Summing 100 million numbers in a Python for-loop takes about 8 seconds. np.arange(100_000_000).sum() does the same work in a tenth of a second. Same Python syntax. 80× faster.

Python didn't suddenly get fast. The loop moved.

Bytes, not objects

Start with a Python list of the numbers 1, 2, 3.

You'd think those numbers live in the list. They don't. The list holds pointers — little arrows that point somewhere else on the heap. Follow an arrow and you land on a full Python integer object: a reference count, a type tag, and finally the actual digits. Twenty-eight bytes for the number 3, on CPython 3.11+.
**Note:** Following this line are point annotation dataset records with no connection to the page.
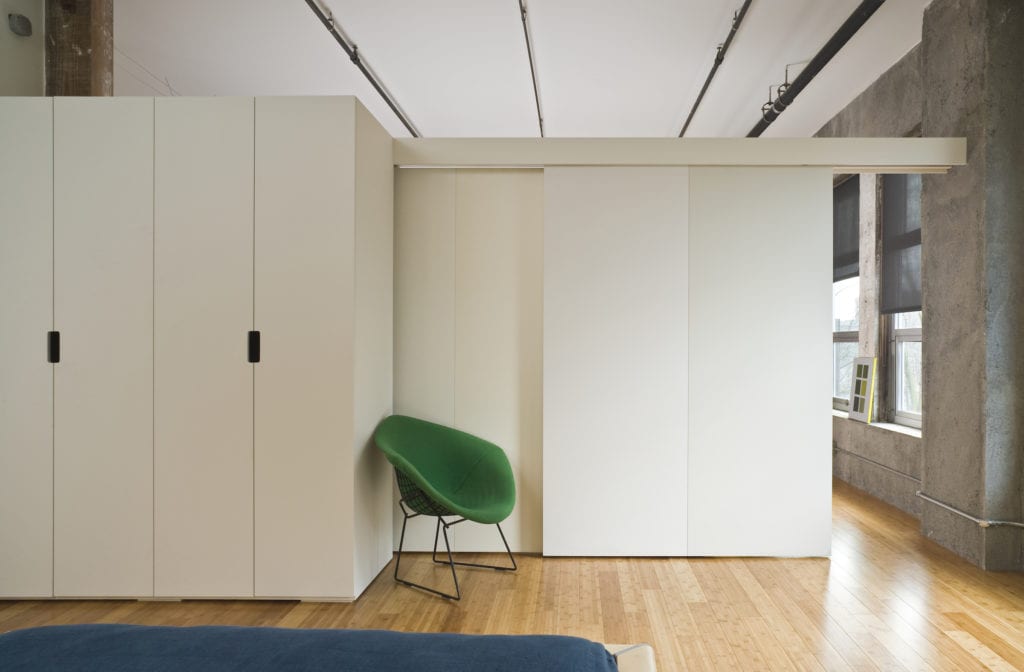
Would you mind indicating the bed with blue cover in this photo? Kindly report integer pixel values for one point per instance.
(209, 648)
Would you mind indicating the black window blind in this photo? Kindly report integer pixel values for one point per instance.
(846, 229)
(900, 244)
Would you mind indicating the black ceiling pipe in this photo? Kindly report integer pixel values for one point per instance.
(353, 53)
(737, 18)
(849, 28)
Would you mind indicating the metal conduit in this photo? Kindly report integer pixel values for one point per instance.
(737, 18)
(849, 28)
(982, 522)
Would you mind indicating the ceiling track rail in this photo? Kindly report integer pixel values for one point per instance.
(327, 17)
(737, 18)
(849, 28)
(532, 67)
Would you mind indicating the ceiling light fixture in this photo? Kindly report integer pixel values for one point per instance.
(327, 17)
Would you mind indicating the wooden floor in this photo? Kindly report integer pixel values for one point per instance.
(887, 599)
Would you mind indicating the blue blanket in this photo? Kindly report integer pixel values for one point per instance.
(138, 648)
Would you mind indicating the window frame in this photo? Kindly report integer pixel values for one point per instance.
(840, 404)
(897, 337)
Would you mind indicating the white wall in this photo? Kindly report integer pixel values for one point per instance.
(614, 361)
(760, 475)
(24, 58)
(468, 311)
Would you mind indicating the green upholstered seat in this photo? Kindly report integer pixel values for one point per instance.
(459, 473)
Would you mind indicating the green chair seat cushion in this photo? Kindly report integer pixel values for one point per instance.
(461, 472)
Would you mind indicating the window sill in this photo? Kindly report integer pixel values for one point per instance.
(887, 426)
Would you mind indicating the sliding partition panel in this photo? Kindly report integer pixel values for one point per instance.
(469, 248)
(760, 424)
(203, 449)
(614, 361)
(102, 254)
(304, 290)
(26, 377)
(499, 268)
(424, 312)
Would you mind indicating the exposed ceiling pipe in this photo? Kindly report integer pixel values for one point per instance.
(849, 28)
(737, 18)
(532, 69)
(353, 53)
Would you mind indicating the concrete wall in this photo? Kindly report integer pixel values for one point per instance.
(974, 419)
(963, 80)
(884, 460)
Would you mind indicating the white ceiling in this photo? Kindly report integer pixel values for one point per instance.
(459, 68)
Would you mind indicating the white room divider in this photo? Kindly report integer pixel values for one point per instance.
(760, 458)
(468, 332)
(614, 361)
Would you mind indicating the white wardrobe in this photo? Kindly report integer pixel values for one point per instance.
(155, 236)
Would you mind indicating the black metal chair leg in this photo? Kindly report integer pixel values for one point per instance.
(401, 542)
(475, 564)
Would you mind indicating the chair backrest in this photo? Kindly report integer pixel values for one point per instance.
(465, 473)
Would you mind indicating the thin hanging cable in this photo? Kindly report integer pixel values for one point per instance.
(532, 68)
(737, 18)
(353, 53)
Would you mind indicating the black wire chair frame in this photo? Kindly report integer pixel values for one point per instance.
(415, 503)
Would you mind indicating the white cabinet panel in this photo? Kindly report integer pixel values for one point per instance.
(760, 424)
(614, 361)
(304, 383)
(374, 345)
(26, 377)
(103, 309)
(203, 439)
A million numbers? A million tiny objects. Scattered across the heap. Every element access is a pointer chase.

The NumPy array doesn't play that game. No pointers. No objects. No type tags. Just bytes.
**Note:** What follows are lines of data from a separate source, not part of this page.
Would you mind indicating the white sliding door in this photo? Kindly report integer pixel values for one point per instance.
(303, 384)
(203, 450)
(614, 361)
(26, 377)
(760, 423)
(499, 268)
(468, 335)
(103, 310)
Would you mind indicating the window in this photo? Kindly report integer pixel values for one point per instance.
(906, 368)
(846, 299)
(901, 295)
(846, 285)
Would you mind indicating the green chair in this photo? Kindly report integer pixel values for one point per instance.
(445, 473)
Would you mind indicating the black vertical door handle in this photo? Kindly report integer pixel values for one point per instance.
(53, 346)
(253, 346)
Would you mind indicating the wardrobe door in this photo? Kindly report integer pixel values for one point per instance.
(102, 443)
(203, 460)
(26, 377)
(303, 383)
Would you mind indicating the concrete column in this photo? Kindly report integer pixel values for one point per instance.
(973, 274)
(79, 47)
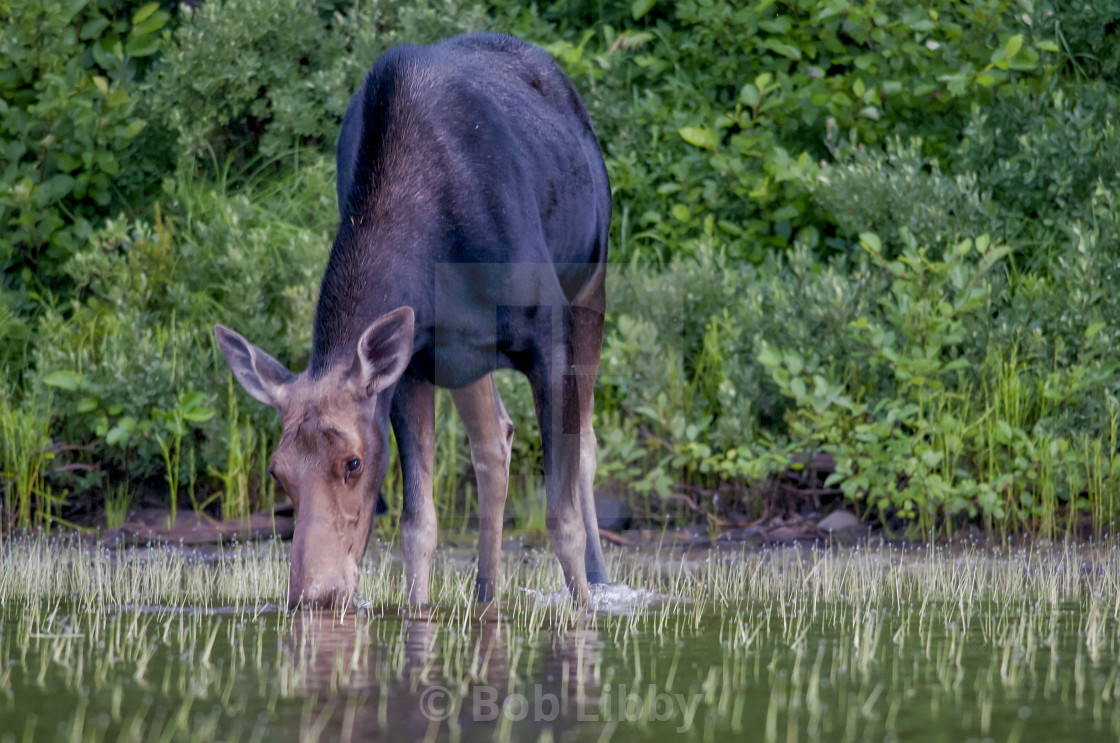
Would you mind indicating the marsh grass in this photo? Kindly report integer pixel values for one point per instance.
(783, 644)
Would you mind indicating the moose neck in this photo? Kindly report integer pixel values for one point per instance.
(365, 278)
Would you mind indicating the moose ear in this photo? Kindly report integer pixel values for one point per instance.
(385, 350)
(260, 374)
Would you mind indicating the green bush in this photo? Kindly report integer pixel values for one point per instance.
(67, 127)
(126, 355)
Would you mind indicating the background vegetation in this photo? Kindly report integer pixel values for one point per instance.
(864, 252)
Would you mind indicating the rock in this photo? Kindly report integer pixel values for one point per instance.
(613, 513)
(838, 521)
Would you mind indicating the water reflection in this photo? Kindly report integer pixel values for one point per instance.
(418, 677)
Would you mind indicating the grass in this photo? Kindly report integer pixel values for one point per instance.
(784, 644)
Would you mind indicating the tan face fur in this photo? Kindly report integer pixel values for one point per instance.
(333, 453)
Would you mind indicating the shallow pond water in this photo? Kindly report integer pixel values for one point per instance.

Python list [1, 2, 3]  →  [ptr][ptr][ptr]  →  heap: [PyLong:1] [PyLong:2] [PyLong:3]
NumPy array  [1, 2, 3]  →  [01][02][03]   ← 24 bytes, contiguous, done

Three eight-byte integers. Twenty-four bytes, end to end. Ask for the tenth element — jump ten slots, read eight bytes, done. Ask for the millionth — still one jump. No chasing.
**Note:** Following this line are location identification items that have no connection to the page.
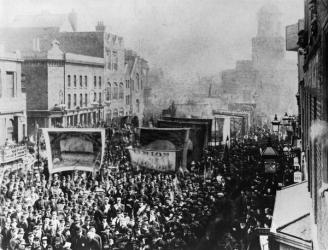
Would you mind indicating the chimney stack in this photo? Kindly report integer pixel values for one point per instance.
(100, 27)
(72, 17)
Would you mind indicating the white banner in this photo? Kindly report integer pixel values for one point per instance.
(158, 160)
(70, 149)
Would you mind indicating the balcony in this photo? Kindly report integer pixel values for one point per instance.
(12, 153)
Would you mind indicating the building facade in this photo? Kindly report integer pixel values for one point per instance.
(63, 89)
(12, 99)
(266, 79)
(136, 83)
(312, 52)
(118, 98)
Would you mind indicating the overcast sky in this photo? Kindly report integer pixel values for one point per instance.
(182, 36)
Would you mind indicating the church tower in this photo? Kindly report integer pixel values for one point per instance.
(268, 45)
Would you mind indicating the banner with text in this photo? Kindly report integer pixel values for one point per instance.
(71, 149)
(158, 160)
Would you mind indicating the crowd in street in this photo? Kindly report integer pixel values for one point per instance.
(217, 204)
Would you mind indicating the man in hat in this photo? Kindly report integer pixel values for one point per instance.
(106, 236)
(91, 242)
(44, 243)
(79, 241)
(58, 244)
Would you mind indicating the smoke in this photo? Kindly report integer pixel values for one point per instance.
(319, 132)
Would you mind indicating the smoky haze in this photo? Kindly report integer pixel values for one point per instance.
(186, 38)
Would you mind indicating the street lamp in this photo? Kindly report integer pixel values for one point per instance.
(275, 124)
(286, 120)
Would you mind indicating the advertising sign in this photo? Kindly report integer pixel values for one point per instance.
(155, 138)
(71, 149)
(297, 176)
(195, 120)
(158, 160)
(197, 135)
(270, 166)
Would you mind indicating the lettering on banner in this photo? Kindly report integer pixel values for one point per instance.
(158, 160)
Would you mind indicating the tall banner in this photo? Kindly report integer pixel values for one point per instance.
(158, 160)
(197, 136)
(71, 149)
(166, 139)
(202, 120)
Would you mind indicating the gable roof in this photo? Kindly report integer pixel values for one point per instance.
(269, 151)
(44, 19)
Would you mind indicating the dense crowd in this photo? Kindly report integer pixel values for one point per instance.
(217, 204)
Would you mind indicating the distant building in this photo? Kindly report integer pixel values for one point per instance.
(12, 99)
(309, 38)
(63, 89)
(135, 83)
(26, 35)
(266, 79)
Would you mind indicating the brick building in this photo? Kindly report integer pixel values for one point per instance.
(136, 84)
(309, 38)
(265, 80)
(63, 89)
(12, 98)
(118, 72)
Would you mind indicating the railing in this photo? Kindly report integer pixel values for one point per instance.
(12, 153)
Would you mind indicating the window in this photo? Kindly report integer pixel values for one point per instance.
(10, 130)
(138, 81)
(0, 84)
(115, 96)
(138, 105)
(115, 114)
(69, 81)
(115, 60)
(74, 102)
(121, 111)
(109, 59)
(23, 83)
(74, 81)
(121, 96)
(109, 116)
(11, 84)
(108, 91)
(69, 101)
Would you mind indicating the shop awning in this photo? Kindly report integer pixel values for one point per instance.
(291, 216)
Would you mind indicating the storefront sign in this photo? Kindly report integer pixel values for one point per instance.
(12, 153)
(70, 149)
(270, 167)
(297, 176)
(158, 160)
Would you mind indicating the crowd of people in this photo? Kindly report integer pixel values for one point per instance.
(217, 204)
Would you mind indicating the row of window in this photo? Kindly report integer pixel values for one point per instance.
(83, 99)
(97, 82)
(11, 84)
(112, 60)
(83, 81)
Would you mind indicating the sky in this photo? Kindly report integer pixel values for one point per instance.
(184, 37)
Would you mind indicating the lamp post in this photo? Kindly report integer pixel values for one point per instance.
(275, 125)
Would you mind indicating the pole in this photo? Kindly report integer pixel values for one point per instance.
(215, 127)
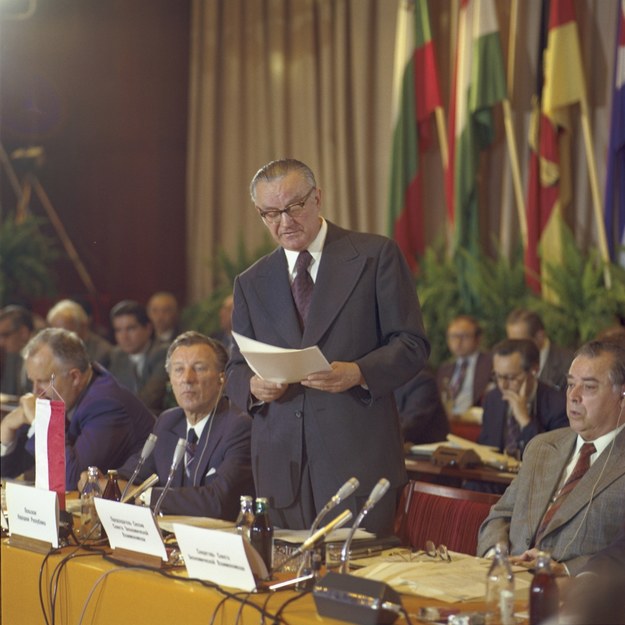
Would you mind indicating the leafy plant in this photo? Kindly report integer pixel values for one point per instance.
(204, 315)
(26, 256)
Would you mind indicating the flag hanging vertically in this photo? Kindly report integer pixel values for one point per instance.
(479, 83)
(549, 181)
(614, 209)
(416, 95)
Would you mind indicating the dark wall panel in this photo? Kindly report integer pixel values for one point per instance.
(103, 87)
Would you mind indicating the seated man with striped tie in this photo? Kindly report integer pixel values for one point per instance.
(216, 469)
(568, 497)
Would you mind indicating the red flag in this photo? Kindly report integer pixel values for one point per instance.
(549, 185)
(50, 447)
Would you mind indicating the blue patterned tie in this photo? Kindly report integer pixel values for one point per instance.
(302, 286)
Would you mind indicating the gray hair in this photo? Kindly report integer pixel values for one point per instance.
(66, 347)
(594, 349)
(279, 169)
(187, 339)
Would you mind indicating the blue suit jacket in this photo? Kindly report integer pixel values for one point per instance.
(364, 309)
(108, 424)
(222, 470)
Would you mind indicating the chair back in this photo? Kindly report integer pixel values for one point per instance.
(442, 514)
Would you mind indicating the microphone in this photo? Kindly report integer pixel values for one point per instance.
(345, 491)
(148, 448)
(321, 533)
(378, 491)
(181, 447)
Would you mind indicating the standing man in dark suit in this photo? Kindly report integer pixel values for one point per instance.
(554, 360)
(309, 438)
(521, 406)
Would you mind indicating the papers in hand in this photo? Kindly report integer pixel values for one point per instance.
(277, 364)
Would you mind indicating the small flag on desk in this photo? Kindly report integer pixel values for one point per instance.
(50, 447)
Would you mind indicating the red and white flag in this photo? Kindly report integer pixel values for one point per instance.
(50, 447)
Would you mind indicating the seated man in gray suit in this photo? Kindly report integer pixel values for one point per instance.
(138, 359)
(217, 468)
(568, 497)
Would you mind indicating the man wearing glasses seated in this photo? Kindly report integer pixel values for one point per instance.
(521, 405)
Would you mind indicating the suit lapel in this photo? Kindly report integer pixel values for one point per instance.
(274, 293)
(595, 481)
(339, 272)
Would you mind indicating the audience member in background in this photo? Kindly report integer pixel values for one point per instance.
(71, 316)
(16, 328)
(138, 359)
(464, 380)
(105, 422)
(162, 310)
(421, 413)
(521, 405)
(568, 496)
(211, 479)
(225, 323)
(554, 361)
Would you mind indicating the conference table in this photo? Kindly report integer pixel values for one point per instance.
(88, 588)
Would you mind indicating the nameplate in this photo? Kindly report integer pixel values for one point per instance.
(225, 558)
(33, 513)
(130, 528)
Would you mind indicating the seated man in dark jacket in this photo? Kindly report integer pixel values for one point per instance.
(106, 422)
(216, 469)
(521, 406)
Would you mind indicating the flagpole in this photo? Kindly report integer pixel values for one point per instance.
(594, 188)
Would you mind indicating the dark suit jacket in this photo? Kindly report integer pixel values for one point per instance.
(150, 387)
(550, 414)
(481, 380)
(107, 425)
(222, 470)
(556, 366)
(578, 530)
(421, 412)
(364, 309)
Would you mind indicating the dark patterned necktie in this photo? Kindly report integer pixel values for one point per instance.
(190, 451)
(581, 466)
(302, 286)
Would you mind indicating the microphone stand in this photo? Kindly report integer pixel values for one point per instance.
(148, 447)
(377, 493)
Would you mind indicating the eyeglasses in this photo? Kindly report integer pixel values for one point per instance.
(500, 378)
(292, 210)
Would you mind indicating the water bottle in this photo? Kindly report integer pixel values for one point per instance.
(500, 589)
(544, 595)
(246, 516)
(261, 532)
(90, 528)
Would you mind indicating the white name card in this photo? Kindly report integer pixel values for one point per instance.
(33, 513)
(225, 558)
(130, 527)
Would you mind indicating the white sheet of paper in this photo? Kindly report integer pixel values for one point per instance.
(221, 557)
(33, 512)
(277, 364)
(131, 527)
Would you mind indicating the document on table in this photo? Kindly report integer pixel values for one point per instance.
(277, 364)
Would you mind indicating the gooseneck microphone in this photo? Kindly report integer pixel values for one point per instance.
(378, 491)
(181, 447)
(148, 448)
(345, 491)
(321, 533)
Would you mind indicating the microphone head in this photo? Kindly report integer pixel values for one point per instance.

The array isn't a list of Python things. It's a block of raw memory, with a label on top.

Ufuncs — one call, one C loop

Now the trick.

a + b, in Python syntax, looks like one operation. It is. But that one operation has to touch a million elements. Or a billion.

A Python for-loop would round-trip through the interpreter once per number. That's why it's slow.

NumPy doesn't do that. The + operator on an ndarray dispatches to a ufunc — a universal function. A ufunc is a compiled C function. It gets handed two things: the byte blocks, and a count.

for (i = 0; i < n; i++)
    out[i] = a[i] + b[i];

That's the loop. It runs in C, for the entire array, in one function call. The Python interpreter sees one operation. The CPU runs a million adds.

And inside that C loop, there's SIMD. Vector instructions NumPy ships hand-tuned for every modern CPU — SSE, AVX, NEON. One cycle, four adds. Sometimes eight. Sometimes sixteen.

That's where the speed lives. Every arithmetic op, every comparison, every math function in NumPy — it's a ufunc. One call, one C loop, done.

Strides — slicing without copying

Slice a NumPy array. Take every other element: arr[::2]. What got copied?

Nothing.

What you got back looks like an array. It has a shape. A dtype. But it's pointing at the same bytes. It just reads them differently.

That's what strides are. A stride says: to reach the next element, skip this many bytes. A normal array of eight-byte integers has a stride of 8. Element, element, element. A stride of 16? Skip every other one. Same memory, different walk.

Transpose a matrix? Bytes don't move. The strides just swap.

>>> arr = np.array([[1,2,3],[4,5,6]])
>>> arr.strides
(24, 8)
>>> arr.T.strides
(8, 24)     # same bytes. different walk.

Broadcasting uses the same trick. Adding a row to a whole matrix — it looks like the row got copied to every row below. It didn't. Broadcasting sets a stride of zero. Stride zero means: don't advance. Read the same bytes, again and again.

One block of bytes. Many ways to walk it. Still one C loop at the bottom.

The Python mask over C

This is the pattern.

NumPy is a thin Python layer. Syntax for shapes, arithmetic, slicing — all Python-looking. Underneath: a block of bytes, and a table of compiled C functions. You write in Python. The CPU runs in C.

Pandas works the same way — a dataframe is an ndarray with labels on top. Every operation drops into C. PyTorch tensors follow the same playbook: a block of bytes, compiled kernels, C or CUDA underneath. Scikit-learn models wrap NumPy arrays with C kernels on top.

This is why Python won scientific computing. It never had to be fast. The loops Python can't run, Python doesn't run. It hands the bytes to C, and waits.

One line of Python. One C loop underneath. That's the trick.